A common misconception by many is that the General Work Visa is reserved for those foreigner who are semi skilled or performing unskilled work. This cannot be more further from the truth. The visa is for those qualified and. /or skilled individual who do not fall within the critical skills list but are still required in the country. An example of these are the University Lecturers, and Math and Science Teachers whose absence on the Critical skills list has left many wondering especially given the need for the qualified and skilled teachers in this field. Many of those who held quota work permits under the old regime are now falling to apply for the General work visa due to the requirements and slow process which often leads to people overstaying their visas before thy apply for a new one.

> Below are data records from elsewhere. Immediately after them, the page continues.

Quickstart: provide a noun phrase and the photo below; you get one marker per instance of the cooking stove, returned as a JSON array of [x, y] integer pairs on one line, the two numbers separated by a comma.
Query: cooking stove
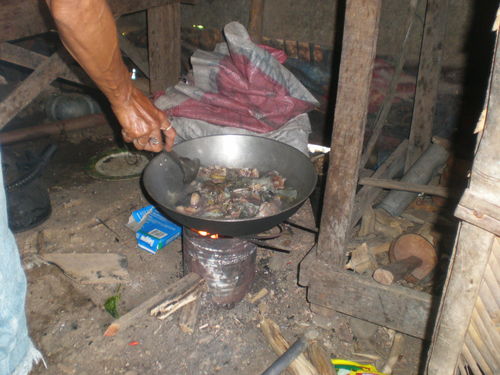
[[226, 263]]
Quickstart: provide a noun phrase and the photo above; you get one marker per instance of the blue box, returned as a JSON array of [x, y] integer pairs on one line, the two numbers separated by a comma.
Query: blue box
[[152, 230]]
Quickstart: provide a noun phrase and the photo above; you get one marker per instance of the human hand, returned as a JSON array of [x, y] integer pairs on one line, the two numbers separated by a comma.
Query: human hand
[[143, 123]]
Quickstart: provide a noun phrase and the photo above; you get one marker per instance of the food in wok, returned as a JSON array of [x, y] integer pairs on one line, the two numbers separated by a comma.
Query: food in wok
[[236, 193]]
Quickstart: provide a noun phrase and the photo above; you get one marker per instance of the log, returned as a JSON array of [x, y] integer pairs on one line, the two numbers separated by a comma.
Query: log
[[29, 59], [183, 286], [23, 18], [396, 271], [421, 172], [52, 128], [189, 314], [164, 45], [429, 72], [256, 20], [440, 191], [272, 333], [29, 89], [356, 66]]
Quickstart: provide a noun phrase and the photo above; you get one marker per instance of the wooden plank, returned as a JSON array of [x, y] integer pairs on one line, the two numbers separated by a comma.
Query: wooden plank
[[479, 212], [164, 46], [440, 191], [402, 309], [358, 53], [368, 194], [29, 89], [29, 59], [256, 20], [427, 79], [23, 18], [138, 55], [188, 283]]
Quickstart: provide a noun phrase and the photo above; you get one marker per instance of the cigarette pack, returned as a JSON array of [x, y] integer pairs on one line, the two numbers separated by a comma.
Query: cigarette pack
[[153, 231]]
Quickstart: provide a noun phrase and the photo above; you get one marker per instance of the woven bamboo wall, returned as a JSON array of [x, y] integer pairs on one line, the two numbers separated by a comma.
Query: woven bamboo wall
[[481, 352]]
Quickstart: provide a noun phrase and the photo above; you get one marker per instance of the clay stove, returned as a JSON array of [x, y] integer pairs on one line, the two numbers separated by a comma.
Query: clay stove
[[226, 263]]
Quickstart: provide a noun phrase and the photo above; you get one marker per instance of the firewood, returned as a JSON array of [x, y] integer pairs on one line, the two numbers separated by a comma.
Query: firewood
[[396, 271], [301, 365], [396, 349], [362, 259], [189, 314], [183, 286], [174, 303], [320, 359]]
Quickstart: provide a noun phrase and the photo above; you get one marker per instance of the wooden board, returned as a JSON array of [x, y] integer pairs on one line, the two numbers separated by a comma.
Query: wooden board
[[358, 54], [29, 59], [164, 45], [29, 89], [402, 309], [23, 18]]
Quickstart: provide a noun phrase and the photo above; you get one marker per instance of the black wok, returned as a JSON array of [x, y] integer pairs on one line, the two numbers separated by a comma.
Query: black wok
[[163, 178]]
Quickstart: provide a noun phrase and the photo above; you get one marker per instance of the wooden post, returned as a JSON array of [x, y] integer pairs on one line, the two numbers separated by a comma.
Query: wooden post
[[427, 80], [474, 244], [256, 20], [164, 44], [29, 89], [358, 53]]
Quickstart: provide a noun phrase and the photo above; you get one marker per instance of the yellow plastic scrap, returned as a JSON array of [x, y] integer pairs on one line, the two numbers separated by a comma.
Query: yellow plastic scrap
[[344, 367]]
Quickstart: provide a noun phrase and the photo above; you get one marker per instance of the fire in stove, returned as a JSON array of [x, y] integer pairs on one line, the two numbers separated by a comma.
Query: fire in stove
[[228, 264]]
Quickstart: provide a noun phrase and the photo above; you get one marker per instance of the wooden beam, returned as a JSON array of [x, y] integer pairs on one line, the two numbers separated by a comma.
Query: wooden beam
[[24, 18], [29, 89], [29, 59], [356, 66], [402, 309], [164, 46], [440, 191], [427, 80]]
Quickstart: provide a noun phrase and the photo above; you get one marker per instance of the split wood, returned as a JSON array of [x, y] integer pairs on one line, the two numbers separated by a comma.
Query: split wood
[[396, 349], [440, 191], [396, 271], [189, 314], [182, 287], [320, 359], [301, 365]]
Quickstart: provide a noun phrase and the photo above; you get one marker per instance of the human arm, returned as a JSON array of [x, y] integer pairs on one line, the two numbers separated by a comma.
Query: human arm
[[88, 30]]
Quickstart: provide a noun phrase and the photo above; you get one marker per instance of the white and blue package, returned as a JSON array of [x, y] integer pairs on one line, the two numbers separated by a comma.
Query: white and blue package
[[152, 230]]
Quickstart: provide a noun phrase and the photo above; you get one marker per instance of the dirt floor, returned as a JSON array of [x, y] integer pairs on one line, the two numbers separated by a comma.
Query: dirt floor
[[67, 319]]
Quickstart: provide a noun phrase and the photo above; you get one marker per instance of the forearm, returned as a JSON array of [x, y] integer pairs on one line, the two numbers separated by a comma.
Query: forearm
[[88, 31]]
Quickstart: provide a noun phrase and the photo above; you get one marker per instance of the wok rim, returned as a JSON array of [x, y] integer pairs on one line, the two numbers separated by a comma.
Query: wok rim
[[289, 209]]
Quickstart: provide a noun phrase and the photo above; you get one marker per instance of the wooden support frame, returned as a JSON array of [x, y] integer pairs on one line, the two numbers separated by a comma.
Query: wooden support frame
[[164, 44], [477, 246], [429, 72], [357, 59]]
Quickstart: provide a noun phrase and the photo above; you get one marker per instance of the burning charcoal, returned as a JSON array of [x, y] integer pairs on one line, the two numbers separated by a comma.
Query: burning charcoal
[[195, 199]]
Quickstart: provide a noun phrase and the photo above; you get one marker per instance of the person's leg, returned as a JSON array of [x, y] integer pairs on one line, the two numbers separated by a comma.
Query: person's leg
[[17, 353]]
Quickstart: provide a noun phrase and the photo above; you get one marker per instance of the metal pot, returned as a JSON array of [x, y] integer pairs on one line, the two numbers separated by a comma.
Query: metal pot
[[163, 178]]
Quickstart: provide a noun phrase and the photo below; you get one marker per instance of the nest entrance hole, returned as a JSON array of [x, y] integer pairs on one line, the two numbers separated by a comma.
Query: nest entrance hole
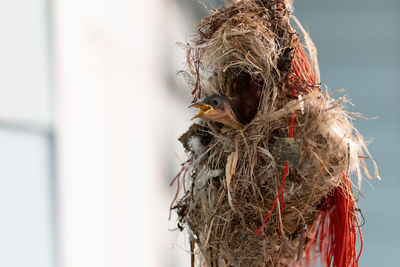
[[244, 92]]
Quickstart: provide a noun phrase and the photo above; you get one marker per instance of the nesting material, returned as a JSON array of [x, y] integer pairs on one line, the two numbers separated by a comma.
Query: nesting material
[[248, 50]]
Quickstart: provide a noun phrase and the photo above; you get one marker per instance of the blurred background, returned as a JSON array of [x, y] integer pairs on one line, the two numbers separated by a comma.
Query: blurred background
[[91, 109]]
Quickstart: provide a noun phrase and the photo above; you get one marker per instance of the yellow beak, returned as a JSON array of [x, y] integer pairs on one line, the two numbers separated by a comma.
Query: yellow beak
[[204, 109]]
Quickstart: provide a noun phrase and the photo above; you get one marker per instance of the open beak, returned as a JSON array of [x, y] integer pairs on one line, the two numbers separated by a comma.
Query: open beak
[[204, 110]]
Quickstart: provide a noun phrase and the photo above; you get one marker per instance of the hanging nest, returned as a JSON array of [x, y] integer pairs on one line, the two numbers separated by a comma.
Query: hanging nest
[[255, 196]]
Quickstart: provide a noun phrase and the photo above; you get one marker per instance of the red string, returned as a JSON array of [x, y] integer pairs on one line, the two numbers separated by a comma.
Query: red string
[[285, 171]]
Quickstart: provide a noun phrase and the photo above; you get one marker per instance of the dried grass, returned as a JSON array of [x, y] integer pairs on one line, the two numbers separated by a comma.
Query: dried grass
[[232, 184]]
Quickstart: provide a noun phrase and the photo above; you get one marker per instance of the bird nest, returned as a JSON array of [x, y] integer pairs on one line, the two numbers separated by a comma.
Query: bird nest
[[297, 146]]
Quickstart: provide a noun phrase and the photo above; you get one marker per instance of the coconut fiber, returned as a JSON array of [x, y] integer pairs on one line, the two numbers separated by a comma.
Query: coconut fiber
[[278, 191]]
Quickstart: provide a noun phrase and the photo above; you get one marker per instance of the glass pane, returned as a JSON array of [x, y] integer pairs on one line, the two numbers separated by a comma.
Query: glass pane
[[25, 201], [24, 77]]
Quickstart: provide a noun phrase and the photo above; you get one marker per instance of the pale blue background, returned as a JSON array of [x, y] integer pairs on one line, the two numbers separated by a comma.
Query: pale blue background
[[358, 44]]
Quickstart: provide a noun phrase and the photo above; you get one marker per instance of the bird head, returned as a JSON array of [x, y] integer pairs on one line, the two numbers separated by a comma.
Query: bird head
[[217, 108]]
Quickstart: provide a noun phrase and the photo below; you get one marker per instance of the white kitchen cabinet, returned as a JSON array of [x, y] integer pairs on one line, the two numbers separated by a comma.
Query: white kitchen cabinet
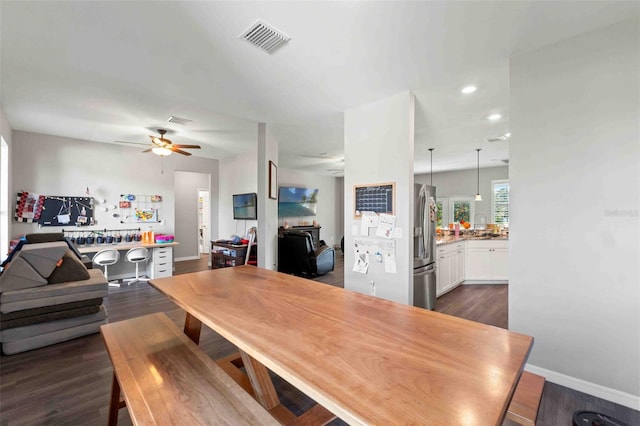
[[450, 267], [161, 263], [487, 260]]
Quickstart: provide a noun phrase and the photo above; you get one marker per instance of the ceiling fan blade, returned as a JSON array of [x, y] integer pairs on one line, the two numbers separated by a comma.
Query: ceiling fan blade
[[187, 146], [131, 143], [179, 151]]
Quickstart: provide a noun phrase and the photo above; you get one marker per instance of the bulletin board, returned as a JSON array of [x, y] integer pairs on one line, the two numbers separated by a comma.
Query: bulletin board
[[377, 197], [61, 210]]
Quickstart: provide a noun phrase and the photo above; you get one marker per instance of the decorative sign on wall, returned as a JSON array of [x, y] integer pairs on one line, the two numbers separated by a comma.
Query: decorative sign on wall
[[140, 208], [377, 197], [67, 211], [29, 207]]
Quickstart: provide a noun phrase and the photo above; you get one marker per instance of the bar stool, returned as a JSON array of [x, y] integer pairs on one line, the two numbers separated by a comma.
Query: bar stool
[[137, 255], [106, 258]]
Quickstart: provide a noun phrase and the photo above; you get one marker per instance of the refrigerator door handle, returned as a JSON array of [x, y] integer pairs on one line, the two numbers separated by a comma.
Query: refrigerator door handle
[[423, 241]]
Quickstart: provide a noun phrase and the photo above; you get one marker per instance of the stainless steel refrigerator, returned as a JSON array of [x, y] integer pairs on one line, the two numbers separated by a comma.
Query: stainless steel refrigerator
[[424, 247]]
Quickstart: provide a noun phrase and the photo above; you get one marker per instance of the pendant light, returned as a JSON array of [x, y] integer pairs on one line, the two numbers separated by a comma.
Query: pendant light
[[431, 171], [478, 196]]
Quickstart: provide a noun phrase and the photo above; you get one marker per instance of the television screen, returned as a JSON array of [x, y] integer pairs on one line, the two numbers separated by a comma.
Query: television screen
[[245, 206], [294, 202]]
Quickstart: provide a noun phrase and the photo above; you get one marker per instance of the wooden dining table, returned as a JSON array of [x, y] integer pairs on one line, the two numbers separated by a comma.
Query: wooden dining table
[[365, 359]]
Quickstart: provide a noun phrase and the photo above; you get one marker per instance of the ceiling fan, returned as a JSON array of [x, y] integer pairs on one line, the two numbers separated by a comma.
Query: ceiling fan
[[162, 146]]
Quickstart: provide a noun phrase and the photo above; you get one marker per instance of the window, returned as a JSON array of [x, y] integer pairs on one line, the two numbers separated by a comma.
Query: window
[[461, 208], [500, 202], [453, 210]]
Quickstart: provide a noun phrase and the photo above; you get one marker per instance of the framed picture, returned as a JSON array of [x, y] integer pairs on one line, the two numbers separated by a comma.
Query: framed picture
[[273, 181], [375, 197]]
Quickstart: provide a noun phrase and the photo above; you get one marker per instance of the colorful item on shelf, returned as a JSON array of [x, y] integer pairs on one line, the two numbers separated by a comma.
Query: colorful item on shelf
[[146, 215], [164, 238]]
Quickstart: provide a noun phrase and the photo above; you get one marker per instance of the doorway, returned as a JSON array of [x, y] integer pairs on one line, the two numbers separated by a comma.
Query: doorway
[[187, 188], [204, 218], [4, 197]]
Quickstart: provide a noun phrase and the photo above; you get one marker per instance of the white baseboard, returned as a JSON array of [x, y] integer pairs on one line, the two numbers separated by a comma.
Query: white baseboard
[[613, 395], [465, 282], [180, 259]]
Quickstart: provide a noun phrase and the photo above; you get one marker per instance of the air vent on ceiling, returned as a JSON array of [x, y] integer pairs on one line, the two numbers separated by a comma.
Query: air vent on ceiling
[[264, 36], [178, 120], [498, 139]]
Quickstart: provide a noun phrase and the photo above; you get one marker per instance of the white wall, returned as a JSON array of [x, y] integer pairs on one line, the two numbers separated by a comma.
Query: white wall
[[464, 183], [54, 165], [575, 195], [187, 223], [267, 207], [378, 146], [7, 203], [330, 202], [238, 175]]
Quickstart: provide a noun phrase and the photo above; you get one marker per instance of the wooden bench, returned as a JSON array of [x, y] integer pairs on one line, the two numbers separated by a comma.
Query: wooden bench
[[316, 415], [167, 379], [526, 399]]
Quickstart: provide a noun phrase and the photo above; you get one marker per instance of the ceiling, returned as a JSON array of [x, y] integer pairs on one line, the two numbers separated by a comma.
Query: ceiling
[[117, 70]]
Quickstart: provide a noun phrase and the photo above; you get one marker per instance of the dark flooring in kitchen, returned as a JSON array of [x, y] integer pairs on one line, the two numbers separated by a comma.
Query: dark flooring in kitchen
[[69, 383]]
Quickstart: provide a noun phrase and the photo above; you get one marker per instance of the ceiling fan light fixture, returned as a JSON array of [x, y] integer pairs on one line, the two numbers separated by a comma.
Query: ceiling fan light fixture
[[161, 151], [469, 89]]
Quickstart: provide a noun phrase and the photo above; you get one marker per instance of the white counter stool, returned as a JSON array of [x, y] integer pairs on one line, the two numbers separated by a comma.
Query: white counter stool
[[106, 258], [137, 255]]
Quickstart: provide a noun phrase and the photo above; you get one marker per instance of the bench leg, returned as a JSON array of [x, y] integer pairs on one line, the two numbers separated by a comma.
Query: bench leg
[[192, 327], [114, 405], [265, 392]]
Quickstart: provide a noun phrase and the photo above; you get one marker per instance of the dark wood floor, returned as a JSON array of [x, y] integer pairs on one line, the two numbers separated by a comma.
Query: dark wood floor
[[69, 383]]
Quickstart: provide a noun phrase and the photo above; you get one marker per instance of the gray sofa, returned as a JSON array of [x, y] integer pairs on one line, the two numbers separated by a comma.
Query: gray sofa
[[47, 295]]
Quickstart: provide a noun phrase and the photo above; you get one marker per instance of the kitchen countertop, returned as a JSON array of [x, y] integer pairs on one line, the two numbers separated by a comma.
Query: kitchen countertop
[[451, 239]]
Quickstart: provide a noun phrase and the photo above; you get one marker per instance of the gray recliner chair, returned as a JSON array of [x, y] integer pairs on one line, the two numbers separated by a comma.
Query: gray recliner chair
[[297, 255]]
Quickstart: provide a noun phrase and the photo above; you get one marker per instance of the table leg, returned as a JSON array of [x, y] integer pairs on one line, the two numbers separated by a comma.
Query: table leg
[[265, 392], [114, 405], [192, 327]]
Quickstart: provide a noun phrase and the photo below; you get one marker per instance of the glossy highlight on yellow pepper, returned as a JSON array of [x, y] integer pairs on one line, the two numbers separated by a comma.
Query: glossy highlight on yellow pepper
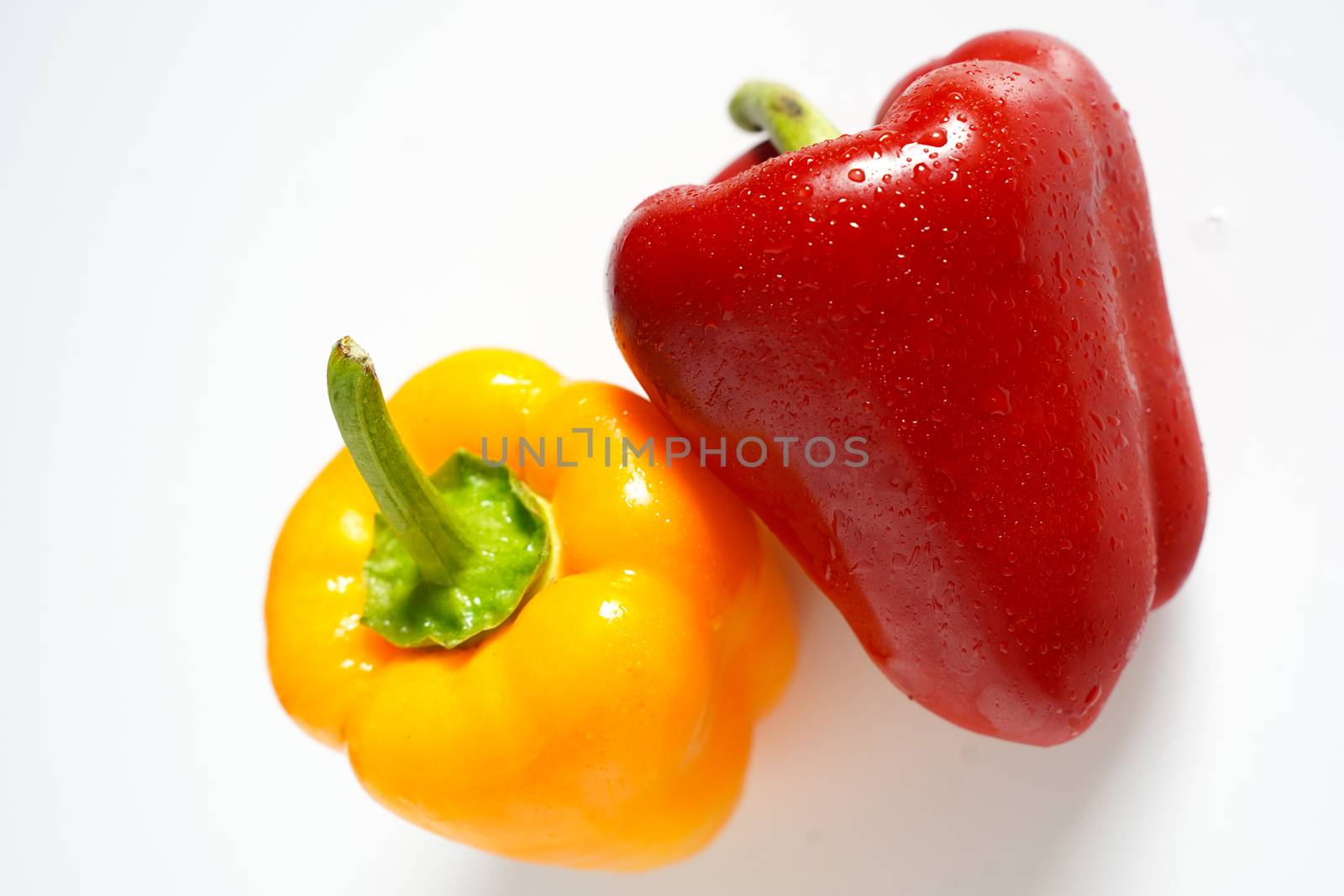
[[608, 723]]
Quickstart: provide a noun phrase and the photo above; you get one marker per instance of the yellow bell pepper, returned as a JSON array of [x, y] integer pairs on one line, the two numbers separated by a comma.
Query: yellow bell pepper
[[604, 723]]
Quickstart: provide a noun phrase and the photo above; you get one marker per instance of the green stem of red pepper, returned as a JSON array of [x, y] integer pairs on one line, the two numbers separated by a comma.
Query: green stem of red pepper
[[790, 121]]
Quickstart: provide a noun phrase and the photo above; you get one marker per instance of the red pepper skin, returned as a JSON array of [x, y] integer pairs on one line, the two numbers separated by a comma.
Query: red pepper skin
[[974, 286]]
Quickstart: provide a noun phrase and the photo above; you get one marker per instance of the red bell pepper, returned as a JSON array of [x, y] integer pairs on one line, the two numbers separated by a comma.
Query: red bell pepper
[[974, 288]]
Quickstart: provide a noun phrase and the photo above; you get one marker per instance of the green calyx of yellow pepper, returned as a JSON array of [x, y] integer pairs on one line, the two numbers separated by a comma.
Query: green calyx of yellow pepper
[[456, 553], [790, 121]]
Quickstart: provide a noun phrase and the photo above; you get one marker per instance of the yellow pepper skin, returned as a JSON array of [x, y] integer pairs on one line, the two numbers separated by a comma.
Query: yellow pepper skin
[[608, 723]]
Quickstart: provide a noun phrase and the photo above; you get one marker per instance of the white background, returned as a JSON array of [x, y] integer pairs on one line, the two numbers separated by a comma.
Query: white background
[[198, 199]]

With the visa regulations constantly being reviewed one can only hope that a review of this particular work visa is on the cards. The process needs a few amendments or the very least proper guidelines for the Department of Labour to follow. A potential avenue followed by many is to apply for a Wavier in terms of section 31(2)(c ) wherein the Minister my waiver certain prescribed requirements on good cause. For those seeking to renew an existing general work visa another avenue seems to be available under the transitional provisions. Section 53(2) does provide for renewing a visa issued under the previous Act in terms of the previous Act. There is even a provision to waive the requirement to submit a new application all together. The trouble however is that the Transitional provisions seem to apply the Aliens Control Act 96 of 1991, however given that the complexion of the current Acts is significantly different as compared to its predecessor, Act 13 of 2002, it is arguable that the transitional provisions should be extended. The constant tweaking of the regulations indicate that there is a real need for such transitional provisions to aid in the seamless implementation of the new regime.